Reagan had still not formally announced his candidacy. But the Washington political establishment and the Republican Party, used to the seismic earthquakes of the prior three years, were shaken again at the announcement of Citizens for Reagan. Jim Baker, who would later become Ford’s very effective Chief of Delegate Operations said, “It was surprising because we didn’t do that in our party. At the Presidential level, you can’t find another example.” Despite the tradition and history of the GOP, Reagan allowed the formation of Citizens for Reagan to go forward.
21

Laxalt read from a prepared text which said, in part,

The purpose of this committee is to build an organization and raise the money necessary to conduct a viable and effective campaign once Governor Reagan decides to become an active candidate.

The decision to take this step has not been an easy one. Mr. Ford came to the Presidency under circumstances unique in American history, amidst problems of confidence, international unrest and domestic instability which are unparalleled. All of us, Democrats and Republicans alike, must give him our support lest others in the world receive the impression that America is too weak or immobile to act.

Yet Mr. Ford’s efforts to cope with these problems on a day-to-day basis provide little relief for the vast majority of Americans who yearn for a leader who can communicate a realistic perspective on America’s future. . . . We have had far too many instances in our political history where the voters have been left with a choice of deciding between the “lesser of two evils.” This country cannot ultimately survive if Presidential elections continue to be decided on the same basis.

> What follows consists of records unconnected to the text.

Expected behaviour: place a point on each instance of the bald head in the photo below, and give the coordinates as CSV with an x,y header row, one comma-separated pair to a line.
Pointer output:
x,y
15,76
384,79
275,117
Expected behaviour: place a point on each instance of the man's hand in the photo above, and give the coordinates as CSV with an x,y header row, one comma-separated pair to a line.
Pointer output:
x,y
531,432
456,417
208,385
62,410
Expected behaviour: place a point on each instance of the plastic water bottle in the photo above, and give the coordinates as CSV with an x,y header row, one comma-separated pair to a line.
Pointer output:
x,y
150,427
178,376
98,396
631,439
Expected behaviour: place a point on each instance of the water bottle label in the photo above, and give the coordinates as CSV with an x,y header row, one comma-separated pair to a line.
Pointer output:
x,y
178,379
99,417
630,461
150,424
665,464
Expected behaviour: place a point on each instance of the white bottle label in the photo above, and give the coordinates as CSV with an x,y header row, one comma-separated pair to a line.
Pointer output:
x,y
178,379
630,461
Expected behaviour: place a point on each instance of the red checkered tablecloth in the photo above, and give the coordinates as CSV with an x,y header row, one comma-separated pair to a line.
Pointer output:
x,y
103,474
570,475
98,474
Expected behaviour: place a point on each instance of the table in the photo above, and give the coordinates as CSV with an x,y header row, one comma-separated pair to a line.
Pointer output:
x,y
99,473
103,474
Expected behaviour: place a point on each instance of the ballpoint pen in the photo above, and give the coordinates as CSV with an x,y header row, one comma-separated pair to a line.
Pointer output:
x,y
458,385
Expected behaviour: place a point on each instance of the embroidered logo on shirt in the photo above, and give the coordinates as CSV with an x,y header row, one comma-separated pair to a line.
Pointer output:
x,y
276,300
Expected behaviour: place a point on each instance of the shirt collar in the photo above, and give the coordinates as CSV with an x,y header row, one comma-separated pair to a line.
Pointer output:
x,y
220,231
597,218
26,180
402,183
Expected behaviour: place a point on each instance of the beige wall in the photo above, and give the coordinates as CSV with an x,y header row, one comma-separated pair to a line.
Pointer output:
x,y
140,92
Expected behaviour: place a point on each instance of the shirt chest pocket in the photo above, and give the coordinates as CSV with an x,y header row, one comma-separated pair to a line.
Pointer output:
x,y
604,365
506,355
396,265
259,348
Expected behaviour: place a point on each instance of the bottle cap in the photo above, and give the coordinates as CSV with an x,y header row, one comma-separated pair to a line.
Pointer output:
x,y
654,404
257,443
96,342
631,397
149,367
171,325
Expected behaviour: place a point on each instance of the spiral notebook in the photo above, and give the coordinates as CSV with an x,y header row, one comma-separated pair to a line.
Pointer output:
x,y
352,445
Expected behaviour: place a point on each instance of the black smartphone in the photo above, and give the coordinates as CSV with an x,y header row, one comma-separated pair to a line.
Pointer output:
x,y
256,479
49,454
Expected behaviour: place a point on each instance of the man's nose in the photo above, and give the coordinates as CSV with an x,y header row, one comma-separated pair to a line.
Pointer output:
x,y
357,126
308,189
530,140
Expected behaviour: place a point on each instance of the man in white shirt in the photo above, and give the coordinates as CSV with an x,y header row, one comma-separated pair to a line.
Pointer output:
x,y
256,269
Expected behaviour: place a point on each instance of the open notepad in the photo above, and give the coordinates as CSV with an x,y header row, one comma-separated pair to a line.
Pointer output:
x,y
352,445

The next President must enter office armed with a positive compact between himself and the American people, such that Congress will realize that there is no longer any merit in political expediency. We believe that Governor Reagan is a man who stands tall among American politicians in his demonstrated ability to do those things which he promises.

Accompanying Laxalt at the press conference announcing Citizens for Reagan were Sears, former Kentucky Governor Louie Nunn, an ancient conservative Congressman from Iowa named H. R. Gross, and a small band of other supporters. Sears would serve as Reagan’s de facto Campaign Manager.

In the question and answer period of the press conference, Laxalt continued to emphasize Reagan’s record of governance rather than his ideology, saying, “It’s not that we think President Ford is doing a bad job. It’s that we think Ronald Reagan can do a better job.” Conspicuously absent was any ideological criticism of Ford or of Henry Kissinger’s foreign policy. Neither did the committee trumpet Reagan’s conservatism. Laxalt’s temperament partially explains the low-key style of his statement, but it was also a testament to the powers of persuasion that Sears possessed. David Keene said, “John could talk anyone into doing anything. He was good at that.”
22

Sears and his supporters would argue that Reagan needed to emphasize his experience at governing, rather than highlighting him as a conservative standard-bearer. They reasoned that while voters knew Reagan was a conservative, they were unfamiliar with his success in two terms as Governor of California. Nonetheless, after years of loyal support, many conservatives grumbled that his long-awaited Presidential campaign was starting on the wrong foot. For example, supporters of North Carolina Senator Jesse Helms, like Tom Ellis, found Sears’s “résumé strategy” maddening and countered by complaining that if Reagan was going to successfully challenge Ford in the primaries, he needed to make the ideological arguments against Ford that would attract voters.
23
Sears defended his strategy later, explaining, “Voters saw Reagan in 1975 as a Republican version of George Wallace and we had to do something about this.”